About Prosumer Programs

Our seven initial programs have been created to help communities become economically stable and food & energy self-reliant, while reducing global warming pollution. Each solution can be used independently or interdependently.

The primary objective of Prosumer Programs is to achieve ecological, socio-cultural and economic sustainability for local communities. When our proof-of-concept community has reached its goals of achieving food & energy self-reliance, we will expand to other locations and broaden the local benefits to include water, affordable housing, improved healthcare, experiential learning, etc. The expansion is made possible due to our private-labeling and licensing model. These Prosumer Programs make it easy for anyone to share their passions, make a difference and be the change for Healthier, Wealthier, Wiser Living.

Background

A "prosumer" is a healthy, proactive consumer. There is a very wide-range of consumers, from those who excessively consume to those who consume to satisfy their basic needs while ensuring the natural environment is maintained or enriched. When looking at the "consumer continuum" in relation to ecological health, it becomes apparent that there is more harmful consumption and disposal occurring than the global ecosystem is able to replenish, reabsorb, recycle or render harmless within a meaningful human time scale (20 years or less). One solution is to create cradle-to-cradle (c2c) supply chains, goods and services that replace non-renewable & toxic sources. Because c2c will take a long while to saturate the market, a critical question needs to be answered, which is, "why do people live beyond the means of their natural environment's ability to replenish and reabsorb"?

In answering that question, Sustain Hawaii explored another continuum - that which drives behavior - the pleasure-pain continuum. We all have an innate drive to maintain or maximize pleasure and minimize or eliminate pain. This is, more fundamentally, the drive to satisfy basic needs. Satisfied needs = pleasure. Unsatisfied needs = pain.

We are all born with this innate drive, but we are each born into unique social contexts. Within these contexts we learn strategies to satisfy our needs, but have little, if any, influence over the information received to create those strategies when our core belief systems are shaped.

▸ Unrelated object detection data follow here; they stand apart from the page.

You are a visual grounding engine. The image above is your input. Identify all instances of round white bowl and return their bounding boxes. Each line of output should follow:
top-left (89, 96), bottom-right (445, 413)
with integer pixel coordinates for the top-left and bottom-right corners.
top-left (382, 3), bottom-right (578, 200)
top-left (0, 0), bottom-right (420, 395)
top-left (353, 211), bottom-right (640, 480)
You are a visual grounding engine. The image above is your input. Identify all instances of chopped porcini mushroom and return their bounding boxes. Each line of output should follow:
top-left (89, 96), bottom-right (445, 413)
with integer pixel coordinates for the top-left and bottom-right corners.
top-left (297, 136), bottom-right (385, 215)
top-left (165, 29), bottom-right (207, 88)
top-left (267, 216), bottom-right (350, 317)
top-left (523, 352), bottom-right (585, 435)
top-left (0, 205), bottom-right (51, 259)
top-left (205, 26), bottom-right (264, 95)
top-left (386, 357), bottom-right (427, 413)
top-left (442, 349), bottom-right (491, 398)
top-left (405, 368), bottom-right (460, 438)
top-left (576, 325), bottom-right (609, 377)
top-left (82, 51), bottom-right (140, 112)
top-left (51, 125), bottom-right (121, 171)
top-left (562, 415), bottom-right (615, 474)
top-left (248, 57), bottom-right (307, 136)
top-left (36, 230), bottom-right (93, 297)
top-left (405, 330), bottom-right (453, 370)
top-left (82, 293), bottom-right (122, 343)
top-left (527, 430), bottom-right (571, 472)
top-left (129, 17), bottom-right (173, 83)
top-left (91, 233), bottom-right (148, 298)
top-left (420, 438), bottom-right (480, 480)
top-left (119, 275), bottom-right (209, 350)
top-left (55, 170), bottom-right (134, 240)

The strategies (satisfiers) also live on a continuum from depleters to maintainers to enrichers. Our culture unknowingly tended toward the depleter side of the continuum. I say unknowingly because people were understandably unaware of the limits to growth at the time. Things are different now because we are literally bumping up against those limits - global warming being a primary example. This has caused many more individuals and groups to look at things more systemically, but systemic shifts (paradigm shifts - see Thomas Kuhn's "Structures of Scientific Revolutions") take a long while to transpire if a meta-perspective/map is not at hand. Since it seems prudent not to gamble whether or not we have the time to wait for the shift to occur, we are actively building systems to assist in expediting this process.

A transition period is necessary to get us to where we know we need to be, which is: 1) to consume to satisfy basic needs, while ensuring the natural systems are maintained or enriched, and 2) create a cradle-to-cradle supply chain that creates cradle-to-cradle goods & services. Since this period of transition seems inevitable, we hope to get the programs quickly launched so we can funnel the capital they will generate to help achieve goals one and two. We also want to eliminate as close to 100% of the global warming pollution and toxins from the entire lifecycles of the goods and services being purchased during this transition. We say "as close to" because the entire lifecycle is extremely difficult, if not impossible, to quantify. At some arbitrary point we need to delineate a boundary, when in reality no boundaries exist.